Saturday, June 15, 2013

Melzack and Katz, Pain. Part 7 b: Gate control: "The theory was a leap of faith but it was right!"

The paper, Pain

Part 1 First two sentences Part 2 Pain is personal Also Pain is Personal addendum., Neurotags! Pain is Personal, Always.

Part 3a Pain is more than sensation: Backdrop Part 3b Pain is not receptor stimulation Part 3c: Pain depends on everything ever experienced by an individual

Part 4: Pain is a multidimensional experience across time

Part 5: Pain and purpose

Part 6a: Descartes and his era; Part 6b: History of pain - what’s in “Ref 4”?; Part 6c: History of pain, Ref 4, cont.. : There is no pain matrix, only a neuromatrix; Part 6d: History of Pain: Final takedown Part 6e: Pattern theories in the history of pain Part 6f: Evaluation of pain theories Part 6g: History of Pain, the cautionary tale. Part 6h: Gate Control Theory.
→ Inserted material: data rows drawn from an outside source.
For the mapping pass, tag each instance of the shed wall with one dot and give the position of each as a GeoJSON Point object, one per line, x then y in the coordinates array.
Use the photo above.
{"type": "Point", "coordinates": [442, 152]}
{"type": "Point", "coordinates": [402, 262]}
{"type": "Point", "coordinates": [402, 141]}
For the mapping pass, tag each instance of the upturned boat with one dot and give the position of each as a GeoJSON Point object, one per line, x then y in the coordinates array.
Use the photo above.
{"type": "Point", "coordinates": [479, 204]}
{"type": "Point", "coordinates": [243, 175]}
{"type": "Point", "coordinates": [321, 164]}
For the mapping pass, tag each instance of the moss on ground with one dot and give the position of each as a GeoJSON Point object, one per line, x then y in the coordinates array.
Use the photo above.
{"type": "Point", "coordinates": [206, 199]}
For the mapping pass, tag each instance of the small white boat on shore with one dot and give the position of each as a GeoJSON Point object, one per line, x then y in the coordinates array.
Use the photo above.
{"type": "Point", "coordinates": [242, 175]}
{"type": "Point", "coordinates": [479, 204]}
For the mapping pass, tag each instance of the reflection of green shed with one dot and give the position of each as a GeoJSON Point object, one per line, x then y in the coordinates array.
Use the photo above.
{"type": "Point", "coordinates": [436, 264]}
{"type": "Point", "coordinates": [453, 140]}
Part 7: Gate control theory has stood the test of time: Patrick David Wall

"The theory was a leap of faith but it was right!" 
-  A. H. Dickenson (2002)

Dickenson adds in his paper (already 11 years old) that Patrick Wall continued to "add to and refine the theory to include changes in afferents, prolonged central excitability, and changes in these systems after nerve damage." 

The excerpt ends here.